Parameter	Type	Description
`responseId`	`string`	ID from a previous tool result
`query`	`string`	Filter by query text
`queryIndex`	`number`	Filter by query index
`url`	`string`	Filter by URL
`urlIndex`	`number`	Filter by URL index

How GitHub Cloning Works

When fetch_content receives a GitHub URL:

Parse — Extracts owner, repo, ref, path, type (root/blob/tree)
Size check — Queries repo size via gh api.

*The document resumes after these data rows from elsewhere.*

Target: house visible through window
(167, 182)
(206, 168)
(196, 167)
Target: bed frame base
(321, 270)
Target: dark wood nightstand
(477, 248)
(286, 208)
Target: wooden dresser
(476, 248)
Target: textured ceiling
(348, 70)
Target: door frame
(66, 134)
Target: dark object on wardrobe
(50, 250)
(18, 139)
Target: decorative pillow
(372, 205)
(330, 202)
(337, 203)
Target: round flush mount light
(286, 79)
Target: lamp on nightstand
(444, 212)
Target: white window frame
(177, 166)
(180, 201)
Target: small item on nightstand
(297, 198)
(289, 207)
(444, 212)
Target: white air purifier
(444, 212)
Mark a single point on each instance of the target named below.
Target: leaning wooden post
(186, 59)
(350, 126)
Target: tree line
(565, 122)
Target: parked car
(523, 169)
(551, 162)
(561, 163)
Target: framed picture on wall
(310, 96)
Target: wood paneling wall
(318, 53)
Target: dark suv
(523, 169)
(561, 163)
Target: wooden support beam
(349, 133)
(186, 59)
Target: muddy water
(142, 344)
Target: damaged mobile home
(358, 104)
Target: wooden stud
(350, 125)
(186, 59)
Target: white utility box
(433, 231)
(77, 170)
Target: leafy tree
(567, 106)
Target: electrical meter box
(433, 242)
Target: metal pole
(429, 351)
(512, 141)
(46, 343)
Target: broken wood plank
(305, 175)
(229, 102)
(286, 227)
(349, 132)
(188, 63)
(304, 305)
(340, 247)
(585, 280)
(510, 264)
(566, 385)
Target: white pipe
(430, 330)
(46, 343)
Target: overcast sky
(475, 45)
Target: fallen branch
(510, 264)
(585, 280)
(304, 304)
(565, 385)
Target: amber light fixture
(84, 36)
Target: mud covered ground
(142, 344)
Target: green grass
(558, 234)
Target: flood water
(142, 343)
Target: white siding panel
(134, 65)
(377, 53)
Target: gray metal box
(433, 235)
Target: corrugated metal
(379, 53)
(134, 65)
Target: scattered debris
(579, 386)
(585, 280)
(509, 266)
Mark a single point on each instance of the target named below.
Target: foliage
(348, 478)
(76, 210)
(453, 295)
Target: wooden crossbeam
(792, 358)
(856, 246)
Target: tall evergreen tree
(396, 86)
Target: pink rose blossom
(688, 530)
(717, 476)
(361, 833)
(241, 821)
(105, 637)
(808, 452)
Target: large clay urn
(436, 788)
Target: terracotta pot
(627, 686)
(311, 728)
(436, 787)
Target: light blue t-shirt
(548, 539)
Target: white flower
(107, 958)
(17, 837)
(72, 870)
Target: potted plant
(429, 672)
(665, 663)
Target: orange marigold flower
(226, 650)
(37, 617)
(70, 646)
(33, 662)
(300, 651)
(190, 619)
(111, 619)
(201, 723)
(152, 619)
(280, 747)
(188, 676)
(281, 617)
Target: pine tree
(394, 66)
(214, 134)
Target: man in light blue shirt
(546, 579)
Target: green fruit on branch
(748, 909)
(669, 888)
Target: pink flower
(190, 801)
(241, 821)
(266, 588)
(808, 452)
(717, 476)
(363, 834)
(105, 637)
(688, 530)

Skips if over threshold (default 350MB)
Clone — Shallow clone (--depth 1) to temp directory, cached for the session
Generate — Based on URL type:
- Root: Full directory tree + README content
- Tree: Directory listing for the specified path
- Blob: File content (with binary detection and 100K truncation)

Non-code GitHub URLs (issues, PRs, discussions, etc.) are fetched as normal web pages.

Architecture

index.ts          — Extension entry point, 3 tools, session management
├── config.ts     — Config with 30s TTL cache, env var overrides
├── storage.ts    — LRU storage (max 50 entries, session restore)
├── exa-search.ts — Exa API client
├── extract.ts    — Readability + Jina Reader content extraction
└── github-extract.ts — GitHub URL parsing, clone, tree/content generation

Development

# Install dependencies
npm install

# Run tests
npx vitest run

# Run tests in watch mode
npx vitest

# Load in pi for testing
pi -e ./index.ts

License

MIT